First, it shows that researchers do not have the power in their studies that they assume they do. Previously, it was assumed that it didn't matter too much if researchers defined depression loosely. It could be that these broader definitions are just milder cases of depression, or show less of a genetic association because more people in these groups are misdiagnosed, which dilutes the signal.

However, when the researchers controlled for these factors, nothing changed. The strict psychiatric definition of depression was still genetically distinct from these other versions, meaning that it had more genes associated with it, and there wasn't much overlap in the genes which all the definitions did share.

This throws into question whether papers which have found links between depression and genes are coming to the right conclusions. Are they finding a genetic basis for major depressive disorder, or are they showing something else — like the less specific genetic basis for poor mental health in general?

female scientist in the lab data work

We need to rethink how we collect data, especially when it comes to biobanks.

By Shopify Partners 

Both Cai and Curtis conclude that we need to rethink how we collect biobank data. Both issues are the result of design flaws present since the UK Biobank's inception. Cai does not necessarily think all participants need to be assessed by a psychiatrist. She suggests that we use new technologies, such as computer assessments and smartphone behavioral tracking, to diagnose people with clinical depression. 

But tackling the lack of diversity in biobank data requires those in charge to recognize that the current design excludes marginalized and hard-to-reach groups.

John Savill, the Chief Executive of the UK Medical Research Council, the organization which provided major funding for the Biobank, was reported by the Guardian to say in response to Curtis’ research that “I do not think it is helpful to cast concerns over experimental design as ‘equalities issues’”. 

However, David Heel, who is the Chief Investigator of the East London Genes & Health Project, which aims to improve the health of South Asian people in the UK, thinks that the UK Biobank's recruitment tactic of mailing a letter meant British-Bangladeshi and British-Pakistani people missed out. When reached via email, Heel said that, in regards to volunteers in the project, "A much better response rate comes from a face to face discussion," or "a trusted setting" such as talking at a doctor's office. 

Curtis also thinks more can be done, but is not optimistic that we can save the UK Biobank from this bias. He said “It may be too late to try to make the UK Biobank more representative. We may need to look to other initiatives...and to look to samples recruited in other countries."

Comment Peer Commentary

We ask other scientists from our Consortium to respond to articles with commentary from their expert perspective.

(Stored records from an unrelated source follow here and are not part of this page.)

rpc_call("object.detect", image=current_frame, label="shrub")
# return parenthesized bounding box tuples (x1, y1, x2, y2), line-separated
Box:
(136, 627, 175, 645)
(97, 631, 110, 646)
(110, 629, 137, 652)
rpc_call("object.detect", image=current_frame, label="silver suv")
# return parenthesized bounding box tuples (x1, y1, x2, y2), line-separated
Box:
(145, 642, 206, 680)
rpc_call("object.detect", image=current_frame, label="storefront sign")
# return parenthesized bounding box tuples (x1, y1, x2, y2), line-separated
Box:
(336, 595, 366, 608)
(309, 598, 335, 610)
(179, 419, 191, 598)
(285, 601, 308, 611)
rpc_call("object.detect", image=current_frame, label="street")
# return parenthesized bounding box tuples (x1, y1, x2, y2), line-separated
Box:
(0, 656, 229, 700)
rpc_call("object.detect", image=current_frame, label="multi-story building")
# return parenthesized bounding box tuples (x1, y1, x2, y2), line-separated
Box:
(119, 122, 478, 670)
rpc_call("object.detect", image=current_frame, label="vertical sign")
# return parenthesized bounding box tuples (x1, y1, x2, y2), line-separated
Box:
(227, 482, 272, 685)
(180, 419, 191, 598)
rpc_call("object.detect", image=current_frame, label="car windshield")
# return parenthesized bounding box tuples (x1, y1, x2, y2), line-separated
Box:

This is well written, Rebecca!

You know the other day I was reading about an organization that is trying to bridge this very gap in Biobanking by creating a bank based by/from Africa called “54 gene” has anyone heard of them?

Marnie Willman


University of Manitoba Bannatyne and National Microbiology Laboratory

This definitely plays into so much of the research we do that is later stored for epidemiology, genetic counseling, tracking of conditions, etc. Are we sure we have reached a diverse enough group and stored data from all sectors, to ensure these results are accurate? I think the Biobank was a revolutionary first step forward, and certainly not a bad thing. However, it’s time for an upgrade taking into account what we now know is true - without proper representation, which entails getting out there and getting the information from extremely remote areas sometimes, we can’t claim we have “a complete data set”, and the resulting findings may or may not be true for all ethnicities. I’m looking forward to seeing future changes to Biobank that either include a massive overhaul of representation, or the next generation of the system. Well written, Rebecca.